In Illinois, the Legislature has created dozens of different ways an individual can get their driver’s license suspended. These are set out in 625 ILCS 5/7-303 et.al. The purpose of this guide is to deal with one particular type of suspension with en explanation of how you get it, and, more importantly, how to get rid of it.
If your Illinois driver’s abstract says your have been suspended for action code “09," or one or more of the citations on the abstract has the letters FP or FA near them, you failed to appear at a required court date or failed to pay a fine in the time allotted. These are authorized under 625 ILCS 5/6-306.3 or 625 ILCS 5/6-306.6.
Many tickets, even though they are petty offenses, require your appearance at court dates. While authorized to issue arrest warrants in these cases, most courts do not bother because of the strain that would place on the legal system and the police. Instead, they order the Clerk of the Circuit Court to send notice to the Illinois Secretary of State of your failure to pay or appear. The Secretary then suspends your driver’s license.
It is somewhat common sense that you clear a failure to appear suspension by appearing. This may also require that you pay underlying fines, if you missed a payment date, or that you appear and get sentenced on the underlying ticket if you did not.

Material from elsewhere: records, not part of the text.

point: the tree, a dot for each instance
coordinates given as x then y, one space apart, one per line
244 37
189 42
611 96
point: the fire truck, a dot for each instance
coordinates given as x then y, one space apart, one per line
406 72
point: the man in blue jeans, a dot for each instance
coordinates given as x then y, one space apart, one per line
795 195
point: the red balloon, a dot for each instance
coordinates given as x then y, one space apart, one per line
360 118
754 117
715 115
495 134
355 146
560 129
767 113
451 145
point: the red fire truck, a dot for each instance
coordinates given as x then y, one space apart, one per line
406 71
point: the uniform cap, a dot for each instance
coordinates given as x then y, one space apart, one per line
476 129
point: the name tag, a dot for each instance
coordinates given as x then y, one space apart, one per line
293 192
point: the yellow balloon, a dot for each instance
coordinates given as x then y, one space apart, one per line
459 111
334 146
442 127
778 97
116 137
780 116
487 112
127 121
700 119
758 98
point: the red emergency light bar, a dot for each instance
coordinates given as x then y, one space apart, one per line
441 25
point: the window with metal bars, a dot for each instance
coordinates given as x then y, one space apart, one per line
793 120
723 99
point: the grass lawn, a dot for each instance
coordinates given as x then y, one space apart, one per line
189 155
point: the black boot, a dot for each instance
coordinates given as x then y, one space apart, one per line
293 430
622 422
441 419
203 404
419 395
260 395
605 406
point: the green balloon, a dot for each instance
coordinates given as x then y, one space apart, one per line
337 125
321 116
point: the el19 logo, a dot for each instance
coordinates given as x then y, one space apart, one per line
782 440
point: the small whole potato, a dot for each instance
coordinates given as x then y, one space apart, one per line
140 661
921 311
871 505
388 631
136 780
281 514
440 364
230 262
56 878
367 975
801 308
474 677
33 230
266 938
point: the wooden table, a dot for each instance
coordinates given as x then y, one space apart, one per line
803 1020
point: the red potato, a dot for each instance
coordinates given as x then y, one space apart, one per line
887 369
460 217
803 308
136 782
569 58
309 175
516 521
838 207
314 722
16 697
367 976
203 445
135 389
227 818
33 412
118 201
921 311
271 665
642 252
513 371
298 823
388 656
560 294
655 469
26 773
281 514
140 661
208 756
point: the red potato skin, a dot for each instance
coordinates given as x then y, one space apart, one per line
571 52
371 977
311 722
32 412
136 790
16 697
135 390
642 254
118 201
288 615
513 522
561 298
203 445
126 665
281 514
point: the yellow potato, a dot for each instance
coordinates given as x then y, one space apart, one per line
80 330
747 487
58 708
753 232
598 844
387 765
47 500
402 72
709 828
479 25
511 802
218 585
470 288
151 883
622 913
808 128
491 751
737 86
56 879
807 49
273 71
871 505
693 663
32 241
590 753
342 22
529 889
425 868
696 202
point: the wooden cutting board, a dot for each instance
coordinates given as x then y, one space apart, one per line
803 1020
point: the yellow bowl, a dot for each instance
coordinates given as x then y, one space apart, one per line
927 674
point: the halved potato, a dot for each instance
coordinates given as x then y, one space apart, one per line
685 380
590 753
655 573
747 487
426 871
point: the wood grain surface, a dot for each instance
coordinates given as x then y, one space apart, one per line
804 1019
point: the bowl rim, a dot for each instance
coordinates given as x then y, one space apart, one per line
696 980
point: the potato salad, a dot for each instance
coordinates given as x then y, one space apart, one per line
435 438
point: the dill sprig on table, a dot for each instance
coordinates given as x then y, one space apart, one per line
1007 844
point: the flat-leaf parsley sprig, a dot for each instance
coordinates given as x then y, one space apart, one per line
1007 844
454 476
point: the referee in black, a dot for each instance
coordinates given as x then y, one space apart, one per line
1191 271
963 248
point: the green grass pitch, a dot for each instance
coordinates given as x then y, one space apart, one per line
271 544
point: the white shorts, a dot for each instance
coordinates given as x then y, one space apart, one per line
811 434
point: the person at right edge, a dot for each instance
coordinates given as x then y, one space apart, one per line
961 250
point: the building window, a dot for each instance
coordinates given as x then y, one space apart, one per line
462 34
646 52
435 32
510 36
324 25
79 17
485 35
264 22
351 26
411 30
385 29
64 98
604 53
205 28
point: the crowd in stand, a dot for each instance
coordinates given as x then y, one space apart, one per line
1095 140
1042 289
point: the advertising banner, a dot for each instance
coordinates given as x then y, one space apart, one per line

A failure to appear suspension (FA) is not the same as a failure to pay, which gets marked FP. That usually does not require an appearance in court and can be handled through the Clerk of the Circuit Court, often over the phone or by mail. FP suspensions are covered by 625 ILCS 5/6-306.6. Payment is required to the total amount of the judgment to clear the suspension. One should be careful about this because sometimes judgments are entered on the bond forfeiture which are in excess of the fines and costs assessed and need not necessarily be paid. They do require a motion to vacate be granted by the judge.
Please note a few things. One, mode of reinstatement changes all the time in Illinois. So do basis’s for suspension. The other is that the situations here are usually fairly complicated and consulting with an attorney to really nail down that you are doing the easiest and most effective thing for you is usually the best way to go about it.